Group thinking: dangers of the quest for “social justice”

‘The most dangerous man to any government is the man who is able to think things out for himself without regard to the prevailing superstitions and taboos. Almost inevitably he comes to the conclusion that the government he lives under is dishonest, insane and intolerable’. So wrote the American journalist and cultural critic H. L. Mencken in 1922. These days, his words are still heeded – not only on the libertarian right, the political home of Mencken, but on the identitarian left. Identity politics is on the rise. And the acolytes are playing into a trend. Identity consciousness has rarely been more pronounced and the left is keen to take advantage. But they are shaking hands with the devil. In Charlottesville in August, left wing protesters came face-to-face with the traditional espousers of indetitarian politics, the white supremacy movement.

Identity politics it cultural totalitarianism. It removes from the individual the responsibility of independent thought. Tell me who you are and I will tell you what to think and who to vote for. And reversely, tell me how you vote and I will tell you what you are not: in 2016, Silicon Valley billionaire Peter Thiel was denounced as ‘not a gay man’ after he came out in support of Donald Trump. According to Michelle Obama, ‘any woman who voted against Hillary Clinton voted against their own voice’.

In the UK, Labour is getting in on the game. In the 2017 general election, the party ran a campaign poster claiming that the Tory government held back minorities and only Labour could represent their interest. The patronising assumption is that traditional conservative values such as an aspirational society with low taxes, small government and free enterprise[1] cannot be the values of or in the interest of ethnic minorities, who are better off leaving the responsibility for their wellbeing in the hands of the (predominantly white) left-wing chattering classes.

Indeed, the effectiveness of the message relies on minorities refraining from evaluating individual policies, but buying wholesale into the idea that only Labour has their interest at heart.

The contradiction in the lefts embrace of identity politics is that it imparts on group constituents that their loyalty is first and foremost to the group. On the left, the traditional working class identity has long been in retreat, and identity politics is accelerating the process. The Brexit vote is one example where traditional working class voters renounced the official position of Labour and voted with UKIP in a vote which to a high degree was about identity (though one which is it politically incorrect to adhere to: that of the white, indigenous British).

That does not mean identity politics acolytes do not subscribe to a collectivist creed. Indeed, the blunt tool of the identitarian, whether right wing or left wing, is the heavy hand of the state.

What it means is that they view the world through a prism of their own perceived oppression.

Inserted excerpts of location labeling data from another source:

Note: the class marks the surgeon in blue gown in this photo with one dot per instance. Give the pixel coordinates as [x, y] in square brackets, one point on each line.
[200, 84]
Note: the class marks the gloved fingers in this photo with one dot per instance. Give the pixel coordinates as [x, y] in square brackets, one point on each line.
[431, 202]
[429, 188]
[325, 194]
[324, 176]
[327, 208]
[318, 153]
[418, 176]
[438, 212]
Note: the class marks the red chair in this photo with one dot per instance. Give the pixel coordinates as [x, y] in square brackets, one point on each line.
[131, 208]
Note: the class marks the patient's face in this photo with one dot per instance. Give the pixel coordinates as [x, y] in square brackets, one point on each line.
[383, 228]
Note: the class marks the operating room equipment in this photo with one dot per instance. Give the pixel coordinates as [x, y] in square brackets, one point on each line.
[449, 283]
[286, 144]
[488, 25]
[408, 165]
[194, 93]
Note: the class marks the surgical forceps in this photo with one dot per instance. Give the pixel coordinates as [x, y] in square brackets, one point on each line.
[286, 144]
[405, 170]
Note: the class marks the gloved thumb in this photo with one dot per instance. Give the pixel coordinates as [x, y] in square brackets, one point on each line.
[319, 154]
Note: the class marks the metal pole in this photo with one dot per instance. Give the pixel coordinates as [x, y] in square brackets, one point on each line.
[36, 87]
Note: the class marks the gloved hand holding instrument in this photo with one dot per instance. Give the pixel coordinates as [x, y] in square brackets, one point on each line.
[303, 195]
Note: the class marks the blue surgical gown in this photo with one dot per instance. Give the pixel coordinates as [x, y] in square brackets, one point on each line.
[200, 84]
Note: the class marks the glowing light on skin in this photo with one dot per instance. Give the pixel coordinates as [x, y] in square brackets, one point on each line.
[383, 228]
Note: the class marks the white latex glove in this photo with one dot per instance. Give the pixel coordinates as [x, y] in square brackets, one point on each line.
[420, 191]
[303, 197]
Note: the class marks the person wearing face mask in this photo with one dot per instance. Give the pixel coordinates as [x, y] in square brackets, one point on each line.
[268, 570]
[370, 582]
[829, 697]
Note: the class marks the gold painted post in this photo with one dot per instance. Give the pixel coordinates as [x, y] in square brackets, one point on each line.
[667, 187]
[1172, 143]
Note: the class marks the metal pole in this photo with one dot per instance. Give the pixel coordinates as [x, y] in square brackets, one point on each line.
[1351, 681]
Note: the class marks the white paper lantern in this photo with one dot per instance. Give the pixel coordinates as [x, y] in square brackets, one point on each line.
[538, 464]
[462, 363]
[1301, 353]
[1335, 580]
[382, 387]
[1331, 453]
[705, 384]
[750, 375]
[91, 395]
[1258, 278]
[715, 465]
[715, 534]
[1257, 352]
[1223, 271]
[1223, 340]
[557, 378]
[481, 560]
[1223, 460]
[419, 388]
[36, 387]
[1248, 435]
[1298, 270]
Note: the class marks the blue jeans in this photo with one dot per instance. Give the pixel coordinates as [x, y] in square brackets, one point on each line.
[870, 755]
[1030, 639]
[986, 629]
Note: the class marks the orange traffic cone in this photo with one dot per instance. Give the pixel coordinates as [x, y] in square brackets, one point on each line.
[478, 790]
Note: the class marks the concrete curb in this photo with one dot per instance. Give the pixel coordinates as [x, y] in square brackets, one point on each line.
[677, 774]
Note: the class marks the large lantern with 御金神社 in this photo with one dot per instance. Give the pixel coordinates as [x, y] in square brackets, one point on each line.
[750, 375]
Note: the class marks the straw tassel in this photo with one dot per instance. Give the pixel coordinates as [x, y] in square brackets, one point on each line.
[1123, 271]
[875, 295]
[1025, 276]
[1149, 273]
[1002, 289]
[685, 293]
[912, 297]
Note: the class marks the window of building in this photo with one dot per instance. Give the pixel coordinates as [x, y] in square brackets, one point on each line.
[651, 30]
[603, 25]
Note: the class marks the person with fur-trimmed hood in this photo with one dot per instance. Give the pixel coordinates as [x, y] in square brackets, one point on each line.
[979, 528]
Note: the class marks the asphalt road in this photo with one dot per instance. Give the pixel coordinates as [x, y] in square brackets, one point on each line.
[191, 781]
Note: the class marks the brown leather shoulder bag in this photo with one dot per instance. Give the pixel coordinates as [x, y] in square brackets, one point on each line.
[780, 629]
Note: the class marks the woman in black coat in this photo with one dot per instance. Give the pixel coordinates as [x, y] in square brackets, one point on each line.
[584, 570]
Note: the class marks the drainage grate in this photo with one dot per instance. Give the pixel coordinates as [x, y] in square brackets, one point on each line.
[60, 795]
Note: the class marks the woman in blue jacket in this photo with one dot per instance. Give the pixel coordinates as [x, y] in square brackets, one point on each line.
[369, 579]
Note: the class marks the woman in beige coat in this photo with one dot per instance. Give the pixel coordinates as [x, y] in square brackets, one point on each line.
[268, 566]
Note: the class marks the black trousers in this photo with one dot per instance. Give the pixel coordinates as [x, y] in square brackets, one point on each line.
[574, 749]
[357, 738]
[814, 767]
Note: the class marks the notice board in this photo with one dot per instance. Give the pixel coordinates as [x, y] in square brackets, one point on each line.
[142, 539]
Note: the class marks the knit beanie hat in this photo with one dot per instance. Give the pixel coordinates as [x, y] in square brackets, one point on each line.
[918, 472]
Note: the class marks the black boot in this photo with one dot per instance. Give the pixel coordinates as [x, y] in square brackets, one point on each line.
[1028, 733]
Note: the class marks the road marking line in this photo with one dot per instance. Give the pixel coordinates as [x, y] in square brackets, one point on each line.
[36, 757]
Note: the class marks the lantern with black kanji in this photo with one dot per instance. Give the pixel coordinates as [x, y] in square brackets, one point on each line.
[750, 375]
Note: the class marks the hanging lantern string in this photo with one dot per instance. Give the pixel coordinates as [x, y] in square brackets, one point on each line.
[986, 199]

Groups can justify their narrow focus on the plight of their constituency with the belief that if they were to achieve equality, it would necessitate the destruction of all systems of oppression. Feminist Ellen Willis describes the perceived patriarchy as ‘not only the oldest and most universal form of domination but the primary form’. Black Lives Matter ‘work vigorously for freedom and justice for Black people and, by extension, all people’. There’s a battle being fought for first place in the subjective victimhood league table.

The danger for the left is of course that by relying on identity politics, they end up taking the vote of certain groups for granted. In Britain, opinion polls reveal some surprising trends. A majority of Sikhs came out in favour of Brexit. South Asians have less appetite for asylum seekers than whites. Immigration restrictions are popular amongst pre-1900 immigrants. The war in Afghanistan is more popular amongst Brits of Indian descent than amongst whites. In the 2016 US presidential campaign, Hillary Clinton relied on the female vote, and 54% of women duly cast their ballot for her. But digging into the numbers reveal that it was sub-demographic that drove that statistic: black women voted 95% to 3% for Clinton over Trump. White women turned out to be harder to predict. Identity politics can be a fickle mistress.

The identity politics merchants rely on misguided group loyalty, predictability and gullibility. The thinking, inquisitive, sceptical individual will never subscribe to the group thinking of identity politics. The battle in the cultural war is being fought between the unquestioning and the curious, between the credulous and the sceptical. The hope of those of us who favour small government and a free society is that the need for man to think for himself will prevail. In the words of Mencken: ‘The ideal government of all reflective men, from Aristotle to Herbert Spencer, is one which lets the individual alone – one which barely escapes being no government at all’.

 

[1] To be clear, we are not implying that the current Tory government is in any way proponents of small government and low taxes.